I could hear her gasp from behind me, and choked down my own. It was more gold than I had ever seen, stacked up in towering piles. Along with it were an array of glittering black dragon scales, the rarest craftable item in the game.

I looked back to Surewinter. “I guess I’ll split this into six, and take my share. You can give the rest to your guild.”

“No,” replied Surewinter, smiling. “They abandoned us. Take all of the items and split half the gold, that’s your fair share. I’ll share my half with Luxon's guild.”

I added the gold to my inventory and kept the dragon scales, it was as much as I had earned my entire career. This was by far my most successful raid—the gold, the scales, a new weapon, and Surewinter. It was nice to have a new friend.
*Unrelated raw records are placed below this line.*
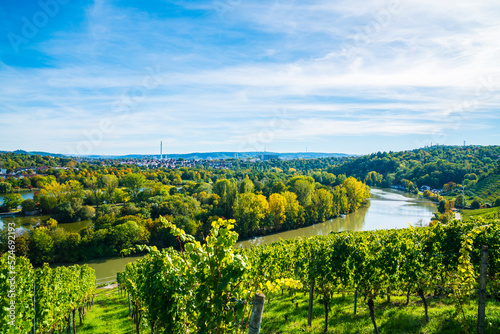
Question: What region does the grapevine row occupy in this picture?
[0,253,96,333]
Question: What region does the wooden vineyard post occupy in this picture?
[354,290,358,314]
[128,293,132,316]
[248,293,266,334]
[33,282,36,334]
[477,246,488,334]
[307,280,314,327]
“So, uh…” I started. “I have black dragon scales now."

"What's your main weapon?" she asked.

"Just an iron rapier," I said.

"Oh, that just won't do!" She winked again. "I know where we can forge that into something amazing! But it's a secret."
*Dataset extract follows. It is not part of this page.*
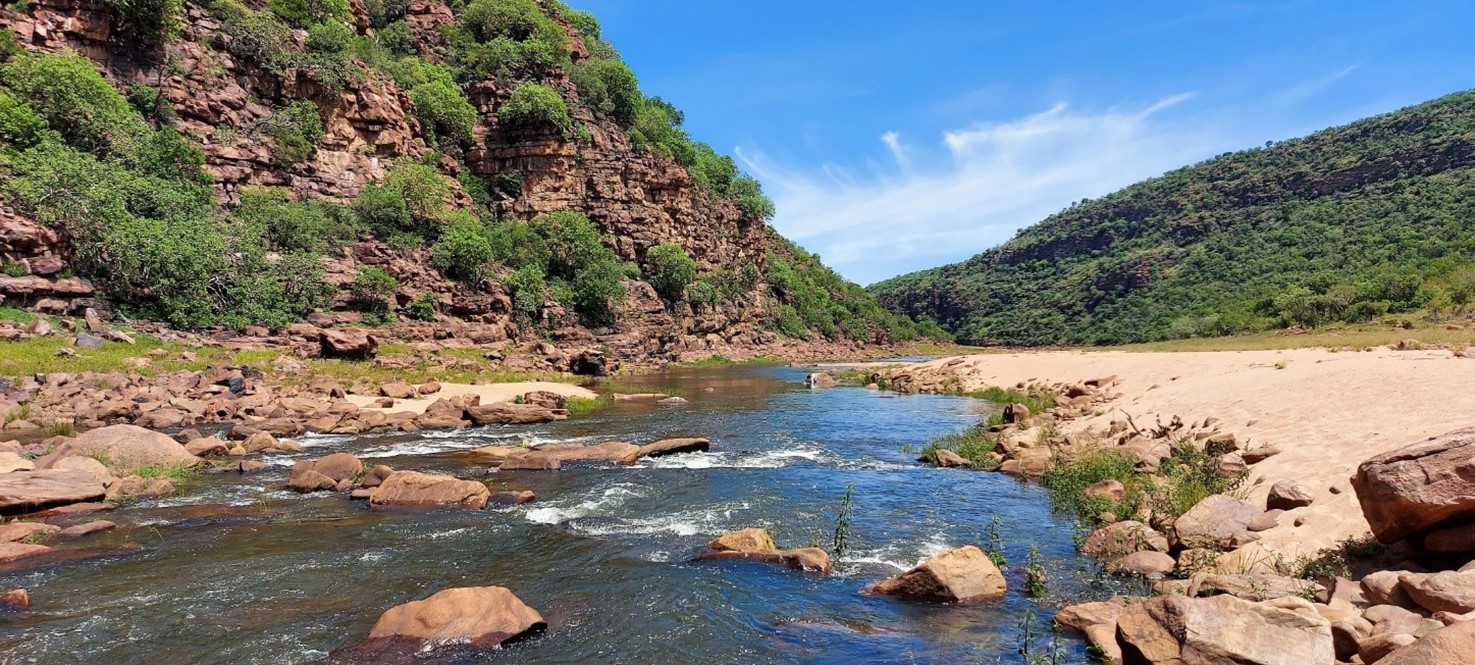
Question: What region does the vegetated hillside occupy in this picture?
[869,91,1475,345]
[0,0,915,357]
She took my hand and we exited the dungeon. She led me through the overland map with amazing speed, all the way back to Bridgeport. "It's not much further. Luxon has a rule for our guild never to tell other players, but he did invite you to raid with us, and I think you’ve earned it."
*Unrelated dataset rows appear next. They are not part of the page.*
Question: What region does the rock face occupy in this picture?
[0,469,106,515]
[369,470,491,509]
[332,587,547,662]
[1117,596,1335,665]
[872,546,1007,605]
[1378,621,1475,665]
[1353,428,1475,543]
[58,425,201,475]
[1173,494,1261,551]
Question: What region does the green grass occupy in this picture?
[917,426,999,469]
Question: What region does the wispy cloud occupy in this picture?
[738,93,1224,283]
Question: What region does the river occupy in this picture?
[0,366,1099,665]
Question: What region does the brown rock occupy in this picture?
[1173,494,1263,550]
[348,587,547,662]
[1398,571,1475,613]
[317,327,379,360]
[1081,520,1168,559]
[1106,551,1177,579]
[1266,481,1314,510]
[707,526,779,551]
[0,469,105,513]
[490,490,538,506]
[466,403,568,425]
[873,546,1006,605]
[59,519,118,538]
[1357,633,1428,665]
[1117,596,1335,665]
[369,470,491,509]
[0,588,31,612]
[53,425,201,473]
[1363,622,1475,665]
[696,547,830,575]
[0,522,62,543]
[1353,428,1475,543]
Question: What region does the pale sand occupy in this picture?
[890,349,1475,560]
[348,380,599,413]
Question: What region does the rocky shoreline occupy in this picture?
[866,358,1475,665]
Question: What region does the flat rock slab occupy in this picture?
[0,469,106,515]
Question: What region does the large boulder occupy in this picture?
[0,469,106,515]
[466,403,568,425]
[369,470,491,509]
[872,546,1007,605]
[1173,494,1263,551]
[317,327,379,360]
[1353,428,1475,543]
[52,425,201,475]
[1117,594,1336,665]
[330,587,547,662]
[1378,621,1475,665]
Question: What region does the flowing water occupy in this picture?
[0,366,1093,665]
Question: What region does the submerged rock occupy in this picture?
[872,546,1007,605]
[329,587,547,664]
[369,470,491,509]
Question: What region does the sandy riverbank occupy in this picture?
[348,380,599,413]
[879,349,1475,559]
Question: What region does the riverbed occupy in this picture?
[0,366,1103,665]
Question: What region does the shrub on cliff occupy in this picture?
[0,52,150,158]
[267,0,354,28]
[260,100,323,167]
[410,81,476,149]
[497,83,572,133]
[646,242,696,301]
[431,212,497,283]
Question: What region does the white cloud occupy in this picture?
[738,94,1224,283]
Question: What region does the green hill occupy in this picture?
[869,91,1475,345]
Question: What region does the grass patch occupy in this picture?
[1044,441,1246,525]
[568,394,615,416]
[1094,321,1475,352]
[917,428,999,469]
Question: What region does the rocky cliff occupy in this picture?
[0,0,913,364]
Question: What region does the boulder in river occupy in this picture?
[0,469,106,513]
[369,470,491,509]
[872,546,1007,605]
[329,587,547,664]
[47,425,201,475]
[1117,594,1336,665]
Reaching the gate of Bridgeport, she escorted me to an area I had never seen, hidden deep within the Wizard's tower. She cast detect-invisibility on me and led me through multiple doors, and I watched her use up strange keys I had never seen before.

"This is the Nexus, it's a portal few players know about. It allows you to fast travel to other cities. One of them," she said, "is Underheim, the home of the Svirfneblin. There’s a secret smith in the Underdark. He can craft you the best weapons in the game with those black dragon scales."

"Okay," I said cooly, trying my best to hide my excitement.

As she led me through the widening portal, I watched her move—there was a fluidity to it, like she was born in this virtual place. I had never seen anyone like her.

There weren't many bards in the game. They were a solid class, but as a jack of all trades like my own, few played them. Bards were a class that didn't heal as well as a cleric, or do damage like a fighter, but they lent abilities to their party that no other class could. They weren't much good by themselves and leveled slowly. But she earned a lot of players' respect, and was a welcome raiding companion. It made sense that Luxon's guild invited her—she was the highest bard on the server.

Reaching Underheim, she directed me towards the smith. Oppressive heat emanated from the forge at the room's center. The walls were lined with ancient stone, their surfaces etched with runes that glowed faintly, casting an eerie, flickering light over the chamber. The ceiling arched high above, supported by thick, blackened beams that bore the scars of countless fires.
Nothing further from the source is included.